If possible secure the pet in your house, yard, garage, in a cage or crate, or on a leash so the pet won’t wonder off again while you a looking for an owner.  If the pet tries to bite you, or behaves aggressively or fearfully, don’t take risks.  Give him or her space to calm down and contact animal control if you are worried about being harmed.  If you are unable to contain the pet, try to get a picture and follow the other steps bellow, you may be able to offer an owner a clue as to where his or her pet is hanging out.

If the pet runs from you, or acts afraid as you approach, DO NOT GIVE CHASE. Instead sit on the ground, toss food towards the pet, speak in a normal calm tone, using phrases the pet might recognize.  Try asking him or her to do trained behaviors, like sit or down.  Invite the pet to go for a walk or a car ride.

Look for any signs of identification on the pet.  Birds often have bands on their feet.  Cats or dogs might have tags on collars or harnesses.  Check inside collars or harnesses for written phone numbers.  Don’t be shy in opening anything you find on a lost pet.  If you find a dog license or a rabies tag you can contact the town or vet where the tag was issued.  The office staff at a vet will be able to look up the owner of a dog or cat using the rabies tag and can contact the owner for you and let them know you found their pet.  For dog license contact the Town Clerk in the town where it was issued during normal business hours.  After hours contact the police department in that town.  They should have a listing of licenses in the last three years available to them.

Be very careful with collars and harnesses, and make sure to replace them on the pet right away when you are done recording tag information.  It’s important that the pet have them on if he gets away again.

If there is no identification or you cannot use the identification to find the owner it’s time to get the word out.



Take a clear picture of the pet.  Try to get a good head shot and a full body shot that shows the pet’s markings and features.

Post on social media such as Facebook or Twitter with the picture, as well as a description of what the pet looks like, the location where the pet was found, and your contact information.  Don’t assume that you know what the breed or breed mix of the pet is, wrongly identifying the breed could delay reuniting the pet with his or her owner.

Make up a poster with all the same details.  Make sure the words FOUND DOG (cat, bird, etc.) are large and clear and can be seen from a moving car.  The details and contact info can be in a smaller font, but a passerby should be able to tell at a glance that you found a pet and should be able to get an idea of what the pet looks like.
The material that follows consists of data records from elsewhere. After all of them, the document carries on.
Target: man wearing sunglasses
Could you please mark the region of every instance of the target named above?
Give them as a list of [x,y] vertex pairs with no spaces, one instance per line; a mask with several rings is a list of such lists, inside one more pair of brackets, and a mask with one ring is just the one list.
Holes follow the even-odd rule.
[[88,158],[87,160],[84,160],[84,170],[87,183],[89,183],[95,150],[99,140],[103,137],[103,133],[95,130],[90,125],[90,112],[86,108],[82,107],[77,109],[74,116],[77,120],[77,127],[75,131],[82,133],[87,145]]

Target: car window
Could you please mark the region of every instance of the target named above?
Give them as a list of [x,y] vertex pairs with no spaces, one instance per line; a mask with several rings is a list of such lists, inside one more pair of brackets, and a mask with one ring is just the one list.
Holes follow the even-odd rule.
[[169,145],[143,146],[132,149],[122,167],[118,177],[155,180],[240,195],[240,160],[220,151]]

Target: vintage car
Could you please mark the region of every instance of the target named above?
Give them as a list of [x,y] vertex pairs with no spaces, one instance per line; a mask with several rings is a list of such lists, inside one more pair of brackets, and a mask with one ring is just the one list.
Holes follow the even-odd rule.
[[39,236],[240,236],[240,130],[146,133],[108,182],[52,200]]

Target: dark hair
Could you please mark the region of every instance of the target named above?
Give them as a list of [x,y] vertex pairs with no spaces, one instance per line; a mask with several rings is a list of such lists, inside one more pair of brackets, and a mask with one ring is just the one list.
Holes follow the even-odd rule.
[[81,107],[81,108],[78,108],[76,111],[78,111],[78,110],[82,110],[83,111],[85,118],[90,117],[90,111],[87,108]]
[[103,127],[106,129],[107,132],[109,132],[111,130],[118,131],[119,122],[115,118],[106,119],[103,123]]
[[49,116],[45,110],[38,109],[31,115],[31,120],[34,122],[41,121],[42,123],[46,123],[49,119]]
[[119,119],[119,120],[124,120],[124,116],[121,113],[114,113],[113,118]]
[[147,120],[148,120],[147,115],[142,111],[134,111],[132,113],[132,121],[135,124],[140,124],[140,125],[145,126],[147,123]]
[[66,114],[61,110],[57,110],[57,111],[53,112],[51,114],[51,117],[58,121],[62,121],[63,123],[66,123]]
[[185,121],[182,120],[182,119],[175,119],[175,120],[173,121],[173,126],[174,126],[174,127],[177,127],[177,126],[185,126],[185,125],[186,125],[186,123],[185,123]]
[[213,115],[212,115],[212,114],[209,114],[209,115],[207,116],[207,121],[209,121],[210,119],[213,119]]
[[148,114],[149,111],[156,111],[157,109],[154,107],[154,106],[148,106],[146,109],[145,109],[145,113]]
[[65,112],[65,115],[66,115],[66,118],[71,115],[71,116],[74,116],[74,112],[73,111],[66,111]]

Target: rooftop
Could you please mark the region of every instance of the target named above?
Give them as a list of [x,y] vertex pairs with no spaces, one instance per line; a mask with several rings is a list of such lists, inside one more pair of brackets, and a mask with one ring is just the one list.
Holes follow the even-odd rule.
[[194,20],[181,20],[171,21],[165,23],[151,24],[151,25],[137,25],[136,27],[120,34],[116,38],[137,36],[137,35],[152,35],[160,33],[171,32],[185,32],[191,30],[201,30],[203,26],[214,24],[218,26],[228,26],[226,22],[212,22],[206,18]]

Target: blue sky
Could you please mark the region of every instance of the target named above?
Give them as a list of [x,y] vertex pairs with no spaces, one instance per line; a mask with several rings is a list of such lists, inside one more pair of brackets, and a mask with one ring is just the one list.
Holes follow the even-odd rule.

Put the posters up in the area where the pet was found. You can also post your poster in local shopping centers, pet stores, animal control, police stations, and veterinary offices.

If possible put a very large poster up in your yard so that family or friends of the pet can see it if they are out looking and will know you have their pet.

Place a found add in the paper as soon as possible. Found adds are free with the Record Journal (203-634-3933), the Cheshire Herald, and the New Haven Register (877-872-3278) The Hartford Currant charges a fee.  The Connecticut Humane Society also offers an online listing for lost or found pets.

Contact local vets and let them know you found a pet, ask if you can put your poster up in their waiting area.  Ask if a vet would be willing to scan the pet for a microchip.  Animal Control may also be able to do this.

Contact the local Animal Control and all the neighboring Animal Control Offices.

Here is list of local Animal Control:

Cheshire – 203 271-5590

Meriden – 203 235-4179

Wallingford – 203 294-2180

North Haven – 203 239-5321

Hamden – 203 230-4080

Bethany – 203 389-5991

Prospect – 203 758-6150

Waterbury – 203 574-6909

Wolcott – 203 879-7620

Southington – 860 628-8053

If you are concerned that someone claiming to be the owner of the pet you found is not actually the owner you can ask for proof of ownership, such as vet bills, photos of the family with the pet, a bill of sale, or registration papers.

If you cannot find the pet’s owner, speak with your local animal control about how to find the pet a new home, or how to legally adopt the pet yourself.  In most municipalities there is a process you have to follow to make sure that the owner of a pet has every opportunity to recover a pet before a new family is found.